At the DevDay 2024 developer event, OpenAI presents the new real-time API. It supports natural language conversations in six different voices.
During OpenAI’s developer event in San Francisco, the AI company unveiled four major API updates for developers. One of the most important is the Realtime API. This API supports natural speech-to-speech conversations based on six different voices. It is available as a public beta for developers.
Real-time API
OpenAI will unveil four new APIs for developers at its DevDay 2024 developer event, the most important of which is the Realtime API. This API supports natural speech-to-speech conversations based on six preset voices. This allows developers to integrate functionality into their applications, similar to ChatGPTs Advanced voice mode. This API is available in public beta.

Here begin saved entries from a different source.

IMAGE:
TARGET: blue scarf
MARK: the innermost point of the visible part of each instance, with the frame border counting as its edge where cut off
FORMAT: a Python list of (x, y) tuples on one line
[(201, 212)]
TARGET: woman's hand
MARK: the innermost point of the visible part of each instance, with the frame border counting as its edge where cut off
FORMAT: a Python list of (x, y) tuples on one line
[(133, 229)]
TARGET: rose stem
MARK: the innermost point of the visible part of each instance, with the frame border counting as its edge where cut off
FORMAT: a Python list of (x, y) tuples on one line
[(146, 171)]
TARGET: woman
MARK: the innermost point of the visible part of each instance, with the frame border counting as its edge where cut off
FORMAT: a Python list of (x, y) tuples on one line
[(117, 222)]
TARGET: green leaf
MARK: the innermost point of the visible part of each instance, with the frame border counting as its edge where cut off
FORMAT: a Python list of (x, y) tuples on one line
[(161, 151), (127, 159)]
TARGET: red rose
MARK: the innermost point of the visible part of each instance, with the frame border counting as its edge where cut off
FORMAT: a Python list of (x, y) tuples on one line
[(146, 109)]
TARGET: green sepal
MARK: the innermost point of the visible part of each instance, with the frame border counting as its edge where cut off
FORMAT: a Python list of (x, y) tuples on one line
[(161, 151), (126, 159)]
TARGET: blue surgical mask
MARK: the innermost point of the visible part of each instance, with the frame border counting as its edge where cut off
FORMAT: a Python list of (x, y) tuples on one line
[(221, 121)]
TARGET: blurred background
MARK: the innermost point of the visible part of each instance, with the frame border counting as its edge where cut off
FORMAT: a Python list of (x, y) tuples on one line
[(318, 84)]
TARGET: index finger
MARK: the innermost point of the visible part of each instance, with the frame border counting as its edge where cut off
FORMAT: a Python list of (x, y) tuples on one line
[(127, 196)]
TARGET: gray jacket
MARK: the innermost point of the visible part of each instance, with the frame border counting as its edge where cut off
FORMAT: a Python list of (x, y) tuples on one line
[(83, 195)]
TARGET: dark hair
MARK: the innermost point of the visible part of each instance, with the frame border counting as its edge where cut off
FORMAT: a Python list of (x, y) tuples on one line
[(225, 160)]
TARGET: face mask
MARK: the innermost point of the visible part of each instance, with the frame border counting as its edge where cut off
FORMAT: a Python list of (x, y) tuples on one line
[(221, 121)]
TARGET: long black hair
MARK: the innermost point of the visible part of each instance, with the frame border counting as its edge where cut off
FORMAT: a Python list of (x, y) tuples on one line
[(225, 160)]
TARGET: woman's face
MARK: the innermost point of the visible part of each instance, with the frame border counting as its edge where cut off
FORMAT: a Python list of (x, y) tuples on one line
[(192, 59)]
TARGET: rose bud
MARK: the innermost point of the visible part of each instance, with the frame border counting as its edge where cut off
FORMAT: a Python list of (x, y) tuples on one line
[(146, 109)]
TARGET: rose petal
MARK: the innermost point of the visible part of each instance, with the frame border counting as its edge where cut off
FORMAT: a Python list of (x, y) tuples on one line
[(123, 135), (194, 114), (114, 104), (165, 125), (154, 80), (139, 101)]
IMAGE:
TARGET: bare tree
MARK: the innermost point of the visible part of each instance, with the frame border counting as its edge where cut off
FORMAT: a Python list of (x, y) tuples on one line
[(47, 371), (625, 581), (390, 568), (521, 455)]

According to OpenAI, the Realtime API can streamline the process of creating voice assistants. First, developers had to use different models for speech recognition, text processing, and text-to-speech conversion. With the new API, they can handle this entire process at once.
Additionally, OpenAI introduces two new APIs to help developers balance performance and cost when building AI applications. Model Distillation allows developers to refine smaller models based on the output of more advanced models. Additionally, prompt caching can speed up inference by storing frequently used prompts. Finally, “Vision Fine-tuning” allows developers to customize GPT-4o by providing custom images and text.
Developer event
OpenAI’s annual developer event took place in San Francisco on Monday. This event is by invitation only. Sam Altman, CEO of OpenAI, decided to take a global approach this year. The event is organized in several locations and lasts only one day. The next locations are London (October 30) and Singapore (November 21).